CULTURA › OPINIóN
› Por Ioana Zlotescu *
Quizás el diagnóstico más certero sobre una visión de conjunto de la obra ramoniana, de la cual se deriva su imperecedera aunque escarpada actualidad, sea su rotunda afirmación de 1931, en el crepúsculo de las vanguardias: “Yo soy porvenirista”. Su modo espontáneo de reflejar la realidad, rebelde ante los cánones, surgido del nunca abandonado personalismo –alado en su primera época, refugiado en un intimismo enigmático y desolado en la última–, impide hasta a sus más acérrimos detractores tildarlo de escritor demodé. Sus lectores saben que la base de su escritura es la sinceridad, el subjetivismo a ultranza, el horror al tópico, la apertura, a través de una “mirada fructífera”, a lo siempre insólita que puede ser la realidad si se logra “traspasarla”. Ramón es el precursor por excelencia, no pertenece a ninguna escuela, no abomina de la tradición sino todo lo contrario, se podría decir que es su reanimador agradecido (basta con pensar en sus Retratos o Efigies), no publica manifiestos ordenancistas –tampoco explica su propio ismo–, simplemente declara que el ramonismo se “opone a todos los ismos”, salvándose así de lo efímero de aquellas vanguardias que tienen más claro lo que rechazan que lo que buscan.
Ramón no es polemista y su único rechazo, cada vez más exacerbado, es el del convencionalismo bajo todos sus aspectos: “Mi obra es... por sentimiento de profundo arraigo, que nacieron conmigo, y no porque haya tomado una u otra posición en la anécdota de la vida, al margen del honor y de la moral burguesa”. Es la afirmación básica y contundente que sella la posición definitiva del autor, quid de la cuestión y parte integrante del ramonismo. En su exacerbada “acracia romántica y poética” (Francisco Umbral), Ramón llega a alcanzar en los textos de la segunda etapa de su vida, verdaderos “delirios” de escritura, que le acercan al surrealismo de fondo y no de escuela.

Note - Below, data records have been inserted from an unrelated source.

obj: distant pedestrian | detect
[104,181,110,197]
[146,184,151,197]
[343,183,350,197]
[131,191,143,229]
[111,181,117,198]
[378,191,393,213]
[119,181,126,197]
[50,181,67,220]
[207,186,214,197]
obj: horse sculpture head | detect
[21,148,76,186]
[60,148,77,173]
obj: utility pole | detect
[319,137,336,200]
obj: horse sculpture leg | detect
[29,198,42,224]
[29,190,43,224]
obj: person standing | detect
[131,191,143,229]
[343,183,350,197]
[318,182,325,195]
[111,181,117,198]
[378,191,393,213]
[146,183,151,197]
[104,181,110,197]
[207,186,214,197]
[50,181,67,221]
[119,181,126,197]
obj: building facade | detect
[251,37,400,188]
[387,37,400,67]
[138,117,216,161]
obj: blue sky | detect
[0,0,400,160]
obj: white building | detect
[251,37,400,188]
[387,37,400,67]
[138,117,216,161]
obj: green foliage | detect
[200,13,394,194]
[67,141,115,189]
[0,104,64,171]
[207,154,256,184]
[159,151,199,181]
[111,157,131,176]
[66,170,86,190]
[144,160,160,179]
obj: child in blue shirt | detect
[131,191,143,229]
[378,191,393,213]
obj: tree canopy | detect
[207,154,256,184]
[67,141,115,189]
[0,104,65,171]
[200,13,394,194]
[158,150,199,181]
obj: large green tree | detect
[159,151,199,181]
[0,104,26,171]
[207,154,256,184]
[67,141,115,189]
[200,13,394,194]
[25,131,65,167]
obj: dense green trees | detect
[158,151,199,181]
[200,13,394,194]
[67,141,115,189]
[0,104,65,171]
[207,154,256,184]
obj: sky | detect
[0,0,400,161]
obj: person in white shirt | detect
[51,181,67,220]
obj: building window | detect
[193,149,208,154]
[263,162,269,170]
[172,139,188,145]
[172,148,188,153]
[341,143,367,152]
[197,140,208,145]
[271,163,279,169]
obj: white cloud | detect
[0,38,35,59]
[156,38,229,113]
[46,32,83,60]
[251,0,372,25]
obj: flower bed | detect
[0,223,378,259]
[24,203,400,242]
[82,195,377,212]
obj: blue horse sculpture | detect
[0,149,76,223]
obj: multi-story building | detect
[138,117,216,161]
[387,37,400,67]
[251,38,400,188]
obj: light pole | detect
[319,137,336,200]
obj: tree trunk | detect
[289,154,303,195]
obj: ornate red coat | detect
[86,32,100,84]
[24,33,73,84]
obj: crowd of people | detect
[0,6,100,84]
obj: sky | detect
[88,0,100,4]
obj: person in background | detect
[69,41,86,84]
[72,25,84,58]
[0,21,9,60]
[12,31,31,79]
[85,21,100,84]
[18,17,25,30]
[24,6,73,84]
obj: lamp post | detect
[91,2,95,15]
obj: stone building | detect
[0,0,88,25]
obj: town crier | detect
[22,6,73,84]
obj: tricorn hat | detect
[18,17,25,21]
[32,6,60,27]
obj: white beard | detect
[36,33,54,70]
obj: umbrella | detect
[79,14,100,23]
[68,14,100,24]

Su potencialidad “porvenirista” se desparrama en nuestra época posmodernista (y en lo que siga) en la escritura de índole personal, autobiográfica, en el relativismo y la subjetividad, en la angustia de los tiempos que corren, en la mirada perspicaz y fulgurante del relato corto. En el descalabro histórico que estamos viviendo, futuros debates en torno de Ramón Gómez de la Serna, otra víctima más de la crueldad del siglo XX, podrían abrir una vía más de meditación, fuera del camino trillado. Partiendo de la última “desolación en soledad” de nuestro autor se abriría un debate en tonos adecuados a tanto desastre: ni blancos ni negros, sino como es la vida misma de los no “héroes” (¿cobardes?, ¿equivocados?), es decir grises. El breve apunte-greguería sobre el “stalinazismo”, acompañado por el dibujo de una amenazadora y proliferante cruz gamada, expresa la profunda desgracia de hombre perdido, del Ramón Gómez de la Serna a partir de los años cuarenta del siglo pasado.

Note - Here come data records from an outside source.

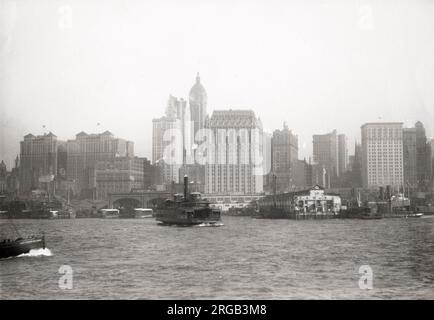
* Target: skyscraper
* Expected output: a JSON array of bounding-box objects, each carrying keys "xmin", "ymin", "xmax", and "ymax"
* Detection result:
[
  {"xmin": 361, "ymin": 122, "xmax": 404, "ymax": 190},
  {"xmin": 95, "ymin": 157, "xmax": 147, "ymax": 200},
  {"xmin": 205, "ymin": 110, "xmax": 263, "ymax": 195},
  {"xmin": 0, "ymin": 160, "xmax": 7, "ymax": 194},
  {"xmin": 152, "ymin": 96, "xmax": 192, "ymax": 184},
  {"xmin": 313, "ymin": 130, "xmax": 339, "ymax": 188},
  {"xmin": 189, "ymin": 73, "xmax": 207, "ymax": 137},
  {"xmin": 271, "ymin": 123, "xmax": 298, "ymax": 192},
  {"xmin": 415, "ymin": 121, "xmax": 432, "ymax": 191},
  {"xmin": 19, "ymin": 132, "xmax": 59, "ymax": 194},
  {"xmin": 66, "ymin": 131, "xmax": 134, "ymax": 198}
]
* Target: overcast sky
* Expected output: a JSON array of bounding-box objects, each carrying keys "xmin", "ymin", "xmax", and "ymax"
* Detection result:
[{"xmin": 0, "ymin": 0, "xmax": 434, "ymax": 166}]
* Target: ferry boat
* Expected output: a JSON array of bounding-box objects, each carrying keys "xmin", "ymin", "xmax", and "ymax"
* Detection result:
[
  {"xmin": 155, "ymin": 176, "xmax": 221, "ymax": 226},
  {"xmin": 0, "ymin": 212, "xmax": 45, "ymax": 259},
  {"xmin": 0, "ymin": 236, "xmax": 45, "ymax": 259}
]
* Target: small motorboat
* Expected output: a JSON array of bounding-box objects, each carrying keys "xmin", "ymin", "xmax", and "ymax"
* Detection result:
[{"xmin": 0, "ymin": 235, "xmax": 45, "ymax": 259}]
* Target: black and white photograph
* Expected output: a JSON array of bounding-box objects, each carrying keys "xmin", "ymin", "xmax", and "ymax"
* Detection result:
[{"xmin": 0, "ymin": 0, "xmax": 434, "ymax": 304}]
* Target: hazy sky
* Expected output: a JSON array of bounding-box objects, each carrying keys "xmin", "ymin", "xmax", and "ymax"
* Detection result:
[{"xmin": 0, "ymin": 0, "xmax": 434, "ymax": 166}]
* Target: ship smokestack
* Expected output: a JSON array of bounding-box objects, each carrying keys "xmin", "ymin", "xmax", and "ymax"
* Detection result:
[{"xmin": 184, "ymin": 175, "xmax": 188, "ymax": 201}]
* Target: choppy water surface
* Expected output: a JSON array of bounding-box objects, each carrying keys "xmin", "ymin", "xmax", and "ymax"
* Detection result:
[{"xmin": 0, "ymin": 217, "xmax": 434, "ymax": 299}]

Y volviendo al inicio, esto es, a la nunca perdida actualidad de nuestro autor, terminamos con un cita de Julio Cortázar: “Ramón sigue estando en el aire de nuestra literatura actual, presente pero invisible como el aire (...) seguimos respirando el aire de Ramón, su lección inigualada de libertad y de imaginación, su búsqueda de diagonales cuadriculadas en las vías demasiado cuadriculadas de la realidad aparente. Yo le debo a Ramón conocimientos y líneas de fuga; los conocimientos me vinieron desde sus estudios de escritores como Oscar Wilde, Baudelaire y Cocteau, mostrados por él y por fin en una perspectiva que los arrancaba a las convenciones de la época y los proponía como lo que fueron, maravillosas máquinas de escándalo en plena tradición bien pensante y clasificante. (...) Cuando se ha vivido en la intimidad de un agitador semejante, nada de lo que se escriba podrá situarse al margen de esa gran ventana sobre la libertad mental”.
* Directora de la monumental edición de las Obras Completas de Ramón Gómez de la Serna.